Swarm Gateway is the website allowing any user to upload a small file to Swarm free. We've created the dapplet "Swarm Indexer" to augment this webpage for collecting metadata from user.
Media Downloader is a dapplet created at Liberate Data Week Hackathon. We added the feature which allows you to add video to the index and make it available via Swarm Search dapplet.
Two search engines were verified at the development:
DevianArt's backend containing a huge collection of media content.
https://backend.deviantart.com/rss.xml?q={searchTerms}&offset={startIndex}&limit={count}
Swarm Search server written as a mock of non-developed yet search engine which allows to add files uploaded to Swarm via dapplets working on Swarm Gateway and Media Downloader.
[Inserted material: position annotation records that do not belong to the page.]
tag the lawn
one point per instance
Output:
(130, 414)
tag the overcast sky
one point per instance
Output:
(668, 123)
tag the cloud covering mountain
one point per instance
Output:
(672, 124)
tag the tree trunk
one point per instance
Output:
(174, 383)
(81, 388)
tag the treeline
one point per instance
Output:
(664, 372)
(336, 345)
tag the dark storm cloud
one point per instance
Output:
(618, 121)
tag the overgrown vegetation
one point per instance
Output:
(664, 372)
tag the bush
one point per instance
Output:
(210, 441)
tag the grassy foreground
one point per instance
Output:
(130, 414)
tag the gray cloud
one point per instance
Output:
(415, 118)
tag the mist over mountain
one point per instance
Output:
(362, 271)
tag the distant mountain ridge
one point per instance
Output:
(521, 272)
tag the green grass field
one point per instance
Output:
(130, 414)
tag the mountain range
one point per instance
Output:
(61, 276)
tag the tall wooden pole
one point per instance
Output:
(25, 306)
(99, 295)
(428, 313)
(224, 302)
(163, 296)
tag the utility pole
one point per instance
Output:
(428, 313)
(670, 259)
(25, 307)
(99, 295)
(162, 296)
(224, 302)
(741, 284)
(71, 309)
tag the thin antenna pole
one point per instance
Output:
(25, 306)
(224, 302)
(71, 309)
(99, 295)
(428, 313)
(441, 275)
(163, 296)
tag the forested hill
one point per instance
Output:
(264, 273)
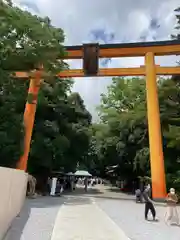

https://swarm-search-server.herokuapp.com/rss?q={searchTerms}&count={count}&offset={startIndex}&type={type?}
Any OpenSearch-compatible search engine can be specified in the dapplet's settings.
The instruction about how to change a search engine in the dapplet's settings is in following video.
- Uploader - an user uploading files to the Swarm.
- Searcher - an user searching something with activated Search Dapplet.
- Indexer Dapplet - augments Swarm Gateway to collect metadata from Uploader.
- Search Dapplet - injects search results in third party websites.
- Search API - a server which proxies the Elasticsearch engine and transforms data to OpenSearch compatible format.
- Elasticsearch - an engine implementing full-text search.
- Swarm Gateway - a website for free files uploading to the Swarm.
- Bee Nodes - Swarm network storing data in a decentralized way.
Bee Nodes
A1: An Uploader (user) attaches a file to the Swarm Gateway and fills out the manifest form for indexing.
A2: Swarm Gateway sends a file to Bee node.
A3: Bee node returns a swarm reference hash.
A4: The Indexer Dapplet intercepts the uploaded file and swarm reference.
A5: The Indexer Dapplet sends file, reference and metadata to the Search Backend.
A6: Search API retranslates the query to Elasticsearch.
B1: Searcher opens the website and sends a query.
B2: Search Dapplet intercepts the entered query from the website.
B3: Search Dapplet sends OpenSearch-compatible query to fetch search results.
B4: Search API receives OpenSearch query and transforms it to ElasticSearch request.
B5: Elasticsearch returns search results in JSON format.
B6: Search API transforms JSON to OpenSearch's XML and returns to the dapplet.
B7: Search Dapplet injects search results to the website.
B8: Searcher can see external search results and open them.
The Search Dapplet uses additional type
parameter to filter search results by content type.
This parameter is not specified by OpenSearch specification and must be implemented by a search server if you want to have content type specific search.
Valid value of this parameter is video
.
/rss?q={searchTerms}&count={count}&offset={startIndex}&type={type?}
This project is designed as monorepo, so NPM Workspaces feature is required to install dependencies.
npm install
To start the development server use command:
npm start
-
Install Elasticsearch by following this official guide
-
Install Ingest Attachment Plugin which allows to search by files content.
-
Create the piplene and add processors that allows searching by file content and removes unused sorces fields.
PUT http://localhost:9200/_ingest/pipeline/attachment
{
"description": "Extract attachment information",
"processors": [
{
"attachment": {
"field": "data",
"target_field": "attachment"
}
},
{
"remove": {
"field": "data"
}
}
]
}
- Create the index
PUT http://localhost:9200/fs_index
- Create
/packages/search-server/.env
file with URL to the Elasticsearch HTTP API and start development!
The URL must ending at slash /
symbol.
ELASTICSEARCH_URL=http://localhost:9200/